La espera nocturna se transforma en un distorsionado espejo donde el dolor del otro toma imposibles formas de alcanzar. El narrador se encuentra reconstruyendo lo que quedó atrás, pero no como un observador pasivo.
Es como si intentara volver a una nave que ya ha despegado sin él, una metáfora que encapsula la desconexión emocional y la separación que el tiempo y el dolor provocan.
“¿Dónde estábamos anoche?”, se convierte en una pregunta retórica, una búsqueda de una respuesta que tal vez nunca llegue. Porque anoche, y todo lo que ocurrió en ese lapso de tiempo, ya se ha desvanecido, como el comportamiento del otro, que ha mutado en algo inaprensible.
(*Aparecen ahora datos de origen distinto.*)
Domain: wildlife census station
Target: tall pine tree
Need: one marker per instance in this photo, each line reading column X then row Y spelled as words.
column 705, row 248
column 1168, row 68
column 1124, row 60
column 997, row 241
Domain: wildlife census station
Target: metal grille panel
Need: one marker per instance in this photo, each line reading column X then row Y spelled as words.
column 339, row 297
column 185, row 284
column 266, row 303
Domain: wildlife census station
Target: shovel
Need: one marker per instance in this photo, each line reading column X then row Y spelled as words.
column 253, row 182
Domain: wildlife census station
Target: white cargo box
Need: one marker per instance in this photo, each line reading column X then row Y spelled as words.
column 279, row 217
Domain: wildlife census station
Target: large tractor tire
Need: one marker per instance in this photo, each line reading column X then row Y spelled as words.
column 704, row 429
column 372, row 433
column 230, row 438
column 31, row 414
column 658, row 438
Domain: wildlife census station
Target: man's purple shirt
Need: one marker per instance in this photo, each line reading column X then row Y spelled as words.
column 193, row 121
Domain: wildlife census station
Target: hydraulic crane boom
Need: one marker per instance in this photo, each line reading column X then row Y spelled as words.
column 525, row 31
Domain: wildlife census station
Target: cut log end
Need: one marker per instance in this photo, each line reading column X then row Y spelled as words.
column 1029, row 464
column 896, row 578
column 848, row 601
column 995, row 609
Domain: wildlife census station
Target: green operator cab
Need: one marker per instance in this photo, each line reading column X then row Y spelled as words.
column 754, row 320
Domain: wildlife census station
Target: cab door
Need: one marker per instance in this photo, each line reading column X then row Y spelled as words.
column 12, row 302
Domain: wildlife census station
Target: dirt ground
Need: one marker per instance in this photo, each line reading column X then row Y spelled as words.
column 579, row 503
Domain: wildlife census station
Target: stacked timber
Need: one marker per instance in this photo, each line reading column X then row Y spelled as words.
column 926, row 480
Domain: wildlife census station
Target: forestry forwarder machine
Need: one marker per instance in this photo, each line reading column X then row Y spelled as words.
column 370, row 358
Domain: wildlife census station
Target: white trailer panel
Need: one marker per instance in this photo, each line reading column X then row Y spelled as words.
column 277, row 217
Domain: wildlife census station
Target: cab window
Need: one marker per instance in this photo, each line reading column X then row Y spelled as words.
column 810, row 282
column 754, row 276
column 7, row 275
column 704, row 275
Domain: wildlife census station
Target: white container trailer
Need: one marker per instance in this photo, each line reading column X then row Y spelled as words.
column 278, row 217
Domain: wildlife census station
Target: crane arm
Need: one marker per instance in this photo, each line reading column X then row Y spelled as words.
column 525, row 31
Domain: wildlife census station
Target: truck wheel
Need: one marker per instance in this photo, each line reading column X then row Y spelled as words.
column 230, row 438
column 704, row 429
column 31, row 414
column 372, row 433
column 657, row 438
El vacío, en lugar de ser un espacio de ausencia, se convierte en una constante presencia que no necesita explicación. No es que falte algo, es que el vacío mismo se ha instalado como una verdad que el narrador acepta, aunque con una sensación de extrañeza.
El dolor, entonces, ya no es algo compartido o siquiera comprensible; es una nave espacial que ha partido sin nosotros, un trayecto que no podemos seguir ni comprender. La espera se vuelve su propio fin, su propia respuesta, donde el vacío no falta porque, en realidad, siempre ha estado ahí.